Home >  Community >  Forums > Ask an Expert > Reach New Market Segments Through Online Marketing
Posted on Jul 3, 2008 at 21:59
essar53[IN]
Overall Ranking
Points:1248 | Ranking:1
Reach New Market Segments Through Online Marketing
One challenge most marketers face at one time or another is penetrating a new market segment. Your company may introduce a new product that has appeal beyond your current market segment, or your current products offer a value proposition in markets you have not yet entered.

A new market segment could be geographically based — expanding a regional business, for example, or going international. Or the new market segment could be an industry you don’t currently sell into. 

To effectively reach a new market segment, put online marketing to work. Online marketing has no geographic boundaries and the right tactics can target the specific market segment you’re going after. Additionally, online marketing offers the benefit of speed – an online campaign can “go live” much more quickly than a print or direct mail campaign.  Several online tactics in particular can help raise the visibility of your brand to prospects unfamiliar with your company, and generate leads for your sales team to turn into customers.

Online Banner Ads

Banner ads are highly visual, and highly visible. That makes them a great vehicle for showcasing your brand using your company logo, photos of products and/or short “headline” style messages.

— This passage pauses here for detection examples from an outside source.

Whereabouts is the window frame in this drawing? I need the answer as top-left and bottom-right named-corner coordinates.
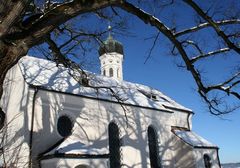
top-left (147, 125), bottom-right (162, 168)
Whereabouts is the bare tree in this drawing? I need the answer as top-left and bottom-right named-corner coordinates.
top-left (0, 0), bottom-right (240, 115)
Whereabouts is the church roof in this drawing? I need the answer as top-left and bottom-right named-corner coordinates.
top-left (173, 129), bottom-right (217, 148)
top-left (19, 56), bottom-right (191, 112)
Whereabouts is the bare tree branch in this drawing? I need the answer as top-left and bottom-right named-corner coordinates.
top-left (175, 19), bottom-right (240, 37)
top-left (190, 48), bottom-right (230, 64)
top-left (184, 0), bottom-right (240, 54)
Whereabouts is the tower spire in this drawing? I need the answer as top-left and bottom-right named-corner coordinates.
top-left (98, 22), bottom-right (123, 80)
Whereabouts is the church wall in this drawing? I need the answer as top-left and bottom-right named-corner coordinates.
top-left (28, 90), bottom-right (191, 167)
top-left (169, 136), bottom-right (196, 168)
top-left (172, 110), bottom-right (192, 129)
top-left (41, 158), bottom-right (109, 168)
top-left (1, 65), bottom-right (33, 168)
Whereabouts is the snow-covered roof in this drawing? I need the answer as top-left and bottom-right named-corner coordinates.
top-left (44, 134), bottom-right (109, 156)
top-left (19, 56), bottom-right (191, 111)
top-left (173, 130), bottom-right (217, 148)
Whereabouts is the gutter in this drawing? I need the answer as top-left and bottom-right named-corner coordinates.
top-left (28, 87), bottom-right (38, 168)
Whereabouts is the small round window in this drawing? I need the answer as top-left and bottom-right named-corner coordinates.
top-left (57, 115), bottom-right (73, 137)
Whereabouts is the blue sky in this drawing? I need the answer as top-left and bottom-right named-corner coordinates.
top-left (115, 13), bottom-right (240, 163)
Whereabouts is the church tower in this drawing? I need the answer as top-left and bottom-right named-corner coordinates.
top-left (98, 26), bottom-right (123, 80)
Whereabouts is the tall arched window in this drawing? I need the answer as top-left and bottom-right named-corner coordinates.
top-left (75, 164), bottom-right (91, 168)
top-left (203, 154), bottom-right (212, 168)
top-left (117, 68), bottom-right (120, 78)
top-left (108, 122), bottom-right (121, 168)
top-left (148, 126), bottom-right (161, 168)
top-left (109, 68), bottom-right (113, 77)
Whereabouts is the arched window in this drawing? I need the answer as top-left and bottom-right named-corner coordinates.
top-left (109, 68), bottom-right (113, 77)
top-left (147, 126), bottom-right (161, 168)
top-left (117, 68), bottom-right (120, 78)
top-left (57, 115), bottom-right (73, 137)
top-left (203, 154), bottom-right (212, 168)
top-left (108, 122), bottom-right (121, 168)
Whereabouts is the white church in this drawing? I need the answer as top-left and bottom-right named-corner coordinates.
top-left (0, 33), bottom-right (220, 168)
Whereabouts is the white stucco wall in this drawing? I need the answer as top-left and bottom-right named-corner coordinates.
top-left (41, 158), bottom-right (109, 168)
top-left (28, 90), bottom-right (192, 167)
top-left (1, 65), bottom-right (33, 168)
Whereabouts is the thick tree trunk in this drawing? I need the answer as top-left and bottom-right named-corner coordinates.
top-left (0, 41), bottom-right (28, 99)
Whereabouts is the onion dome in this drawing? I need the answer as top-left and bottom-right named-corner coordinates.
top-left (98, 35), bottom-right (123, 56)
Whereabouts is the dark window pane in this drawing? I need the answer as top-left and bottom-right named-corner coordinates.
top-left (57, 116), bottom-right (73, 137)
top-left (0, 108), bottom-right (5, 130)
top-left (203, 154), bottom-right (212, 168)
top-left (148, 126), bottom-right (161, 168)
top-left (108, 122), bottom-right (121, 168)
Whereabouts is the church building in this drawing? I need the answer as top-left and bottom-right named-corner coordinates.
top-left (0, 35), bottom-right (220, 168)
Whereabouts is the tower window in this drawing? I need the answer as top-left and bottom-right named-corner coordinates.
top-left (147, 126), bottom-right (161, 168)
top-left (108, 122), bottom-right (121, 168)
top-left (57, 115), bottom-right (73, 137)
top-left (203, 154), bottom-right (212, 168)
top-left (109, 68), bottom-right (113, 77)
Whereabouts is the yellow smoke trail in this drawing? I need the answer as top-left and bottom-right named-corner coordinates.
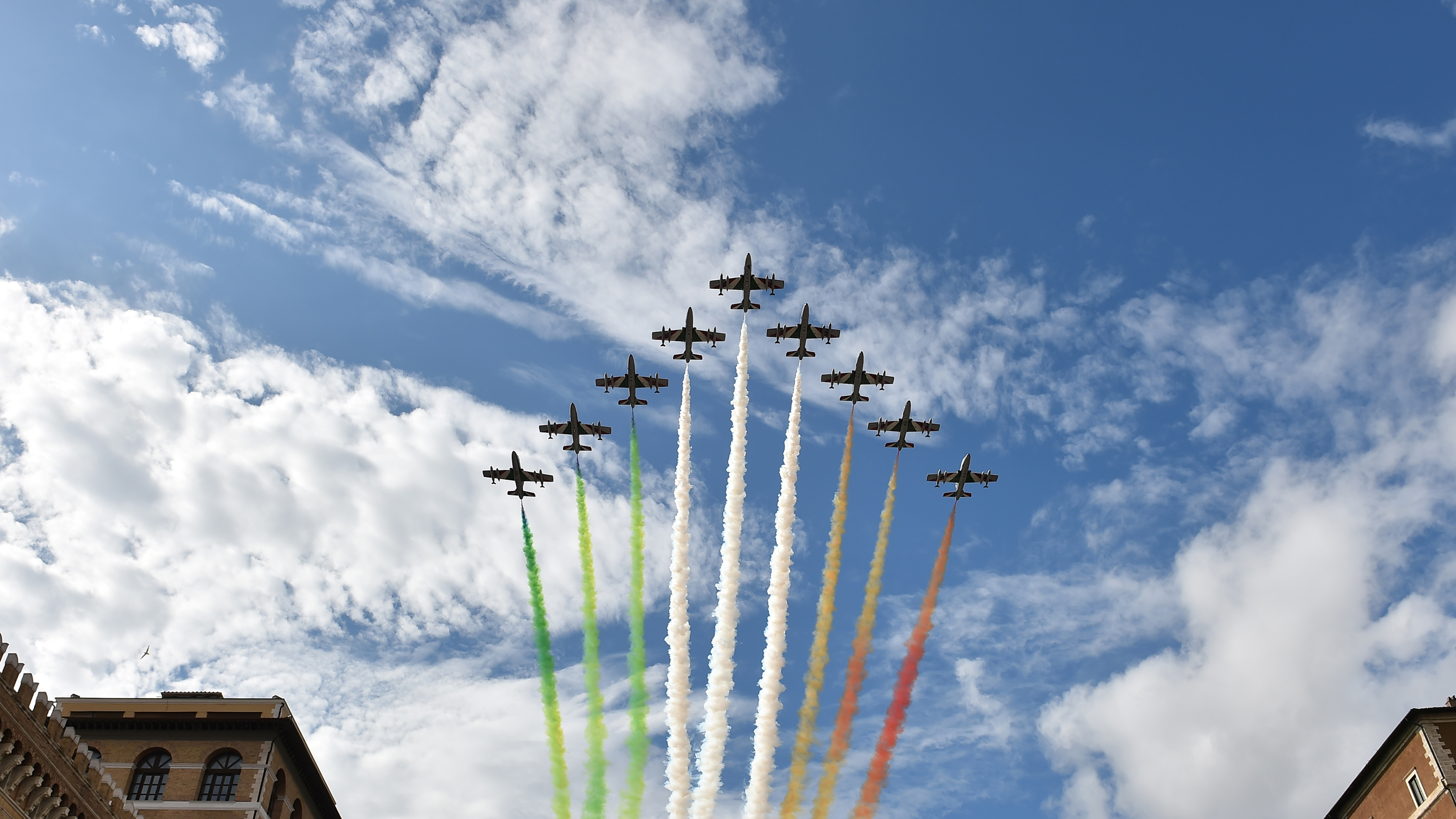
top-left (662, 363), bottom-right (693, 819)
top-left (779, 404), bottom-right (855, 819)
top-left (813, 453), bottom-right (900, 819)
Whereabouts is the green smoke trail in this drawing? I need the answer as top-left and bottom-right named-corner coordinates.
top-left (577, 463), bottom-right (607, 819)
top-left (617, 415), bottom-right (648, 819)
top-left (521, 506), bottom-right (571, 819)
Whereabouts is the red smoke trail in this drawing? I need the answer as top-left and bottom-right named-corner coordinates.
top-left (850, 501), bottom-right (960, 819)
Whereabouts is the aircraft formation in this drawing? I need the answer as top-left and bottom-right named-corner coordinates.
top-left (482, 255), bottom-right (999, 819)
top-left (482, 254), bottom-right (997, 490)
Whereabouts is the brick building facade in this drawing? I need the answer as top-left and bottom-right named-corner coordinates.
top-left (0, 643), bottom-right (339, 819)
top-left (1325, 697), bottom-right (1456, 819)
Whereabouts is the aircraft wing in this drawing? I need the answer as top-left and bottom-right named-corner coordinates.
top-left (767, 323), bottom-right (810, 338)
top-left (866, 418), bottom-right (920, 433)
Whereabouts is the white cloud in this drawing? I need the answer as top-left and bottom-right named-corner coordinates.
top-left (136, 0), bottom-right (226, 74)
top-left (207, 71), bottom-right (284, 141)
top-left (955, 657), bottom-right (1012, 745)
top-left (0, 278), bottom-right (668, 814)
top-left (1363, 119), bottom-right (1456, 152)
top-left (76, 23), bottom-right (111, 45)
top-left (1040, 280), bottom-right (1456, 817)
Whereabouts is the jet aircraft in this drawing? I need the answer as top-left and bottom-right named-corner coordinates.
top-left (869, 401), bottom-right (941, 449)
top-left (540, 404), bottom-right (612, 452)
top-left (708, 254), bottom-right (783, 313)
top-left (924, 455), bottom-right (999, 497)
top-left (652, 308), bottom-right (728, 361)
top-left (480, 450), bottom-right (555, 498)
top-left (597, 353), bottom-right (670, 406)
top-left (769, 304), bottom-right (839, 360)
top-left (820, 353), bottom-right (896, 402)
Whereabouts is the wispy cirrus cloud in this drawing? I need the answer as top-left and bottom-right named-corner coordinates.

Banner ads can also be quality lead generators if you combine them with a compelling offer and a landing page on your Web site to capture prospect names.

One of the keys to success with banner ads is to place them only on those sites that target the customers and prospects you are trying to connect with. Otherwise, because most banner ads are priced according to the number of times they are shown (typically cost per thousand impressions), you’ll pay for impressions from the wrong people.   The more focused the audience is, the higher cost per thousand impressions you should expect to pay.

Investing in a banner ad network, where your ads appear on a group of related Web sites, can expand your reach to new prospects and audiences that might otherwise be hard to target. Banner ad networks also allow you to reach your audience across multiple sites with a single buy, helping to save media research, program management and tracking time.

E-newsletter Advertisements

Advertising in an e-newsletter allows you to gain visibility in new markets and with prospects that are hard to reach but would be receptive to your message. To learn more about e-newsletter advertising, read the Marketing Maven article, “Adding e-Newsletter Advertising to Your Marketing Mix.”

Keyword Ads on Search Engines

One thing about search engines — you can reach almost any market out there. That’s as much a problem as a solution, since it can be difficult to harness just the market segment you want to reach when advertising on general search engines. That’s why you should also include vertical search engines that cater specifically to the audience and market you are targeting.

Although they can be effective, keyword ads shouldn’t be the primary focus of marketing to new segments. Their performance varies and you have no consistent presence or visibility because your ad only appears when someone searches for the specific keywords you bid on.

Crafting a Message for New Markets

When marketing to a new segment, you need to build trust with prospects who don’t know your company yet. Rather than a hard sell message, a more educational approach might work better. You can use your ads to promote white papers, application notes, case studies, articles, how-to’s or other useful information related to challenges that prospects in the market face (and your products happen to help solve).

Work with Your Media Partners

When trying to reach new market segments, define this market for your media partners; have them demonstrate to you how their marketing offering will help you find new customers in this new segment.

Most marketing can be classified as either push or pull: companies push their message out to prospects and customers through tactics such as direct mail, advertisements, e-mail marketing, and e-newsletter sponsorships; and they also establish a presence in online directories, Web sites and search engines to pull customers in real-time when prospects are searching for information, products and services like those your company offers.

Rather than struggling over whether to allocate resources to push marketing or pull marketing when attacking new segments, seek out a media partner that has your target audience captive and can offer both push and pull programs under an integrated program. You’ll get far more mileage out of your marketing investments.